Les données scientifiques sur le Covid-19 s’améliorent de jour en jour, on sait désormais qu’une infection des personnes faisant parties des groupes à risque s’accompagne d’un risque de mortalité accru. Cependant, on connaît moins ce que l’on appelle le «Covid long», qui se manifeste par de la fatigue, des difficultés respiratoires, des problèmes de concentration et de la dépression. Ces complications ne surviennent pas seulement au sein des groupes à risques mais également chez des personnes jeunes et en bonne santé. Certains demandent le maintien des mesures restrictives pour lutter contre la pandémie afin de réduire autant que possible toute contagion, et ainsi le risque résiduel d’un Covid long. Toutefois, la probabilité de souffrir de ce dernier est nettement inférieure à celle d’une infection dite «normale». De plus, même si l’on ne dispose pas encore de statistiques fiables à ce stade, la probabilité de souffrir du Covid long est d’une ampleur similaire à celle d’autres diagnostics ou causes de décès courants, comme le sida, l’obésité ou les maladies pulmonaires. Pour lutter contre ces risques, des campagnes de préventions sont financées par la Confédération, les cantons et des acteurs privés.
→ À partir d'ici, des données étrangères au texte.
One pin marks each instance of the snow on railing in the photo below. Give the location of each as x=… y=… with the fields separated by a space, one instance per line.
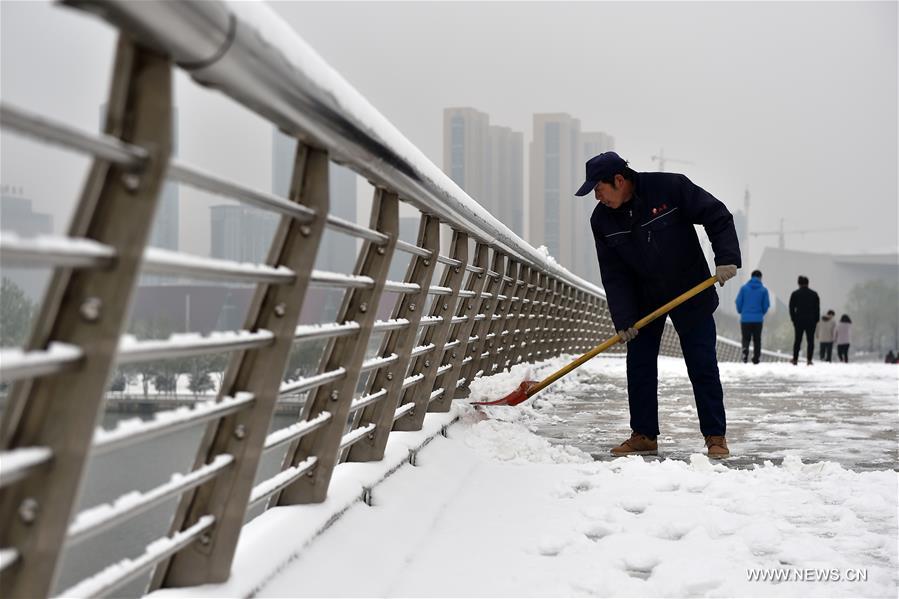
x=280 y=480
x=114 y=576
x=134 y=430
x=16 y=363
x=17 y=463
x=101 y=517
Cependant, des mesures drastiques comme celles que l’on connait en ce moment dans le cadre de la lutte contre le Covid-19 ne sont pas décrétées. Comment la Confédération évalue-t-elle le risque de développer un Covid long par rapport aux autres principales causes de décès en Suisse ? Faut-il redéfinir les priorités des campagnes de prévention ? Du point de vue de la Confédération, qu’est-ce qui pourrait justifier une différence de traitement entre des années en bonne santé perdues à la suite du Covid long, et celles imputées à d’autres maladies ? Les questions abordées ici le montrent : douze mois après le début de l’épidémie, le niveau de connaissance sur les conséquences directes (les infections) et indirectes (entre autres, les troubles psychiques) du Coronavirus demandent des réponses plus différenciées. Le seul focus à la limitation de la contagion ne suffit plus. La politique fédérale doit clarifier ses objectifs de lutte. La reprise des activités économiques, sportives et culturelles n’est pas simplement une question de sous, mais aussi une priorité de santé publique.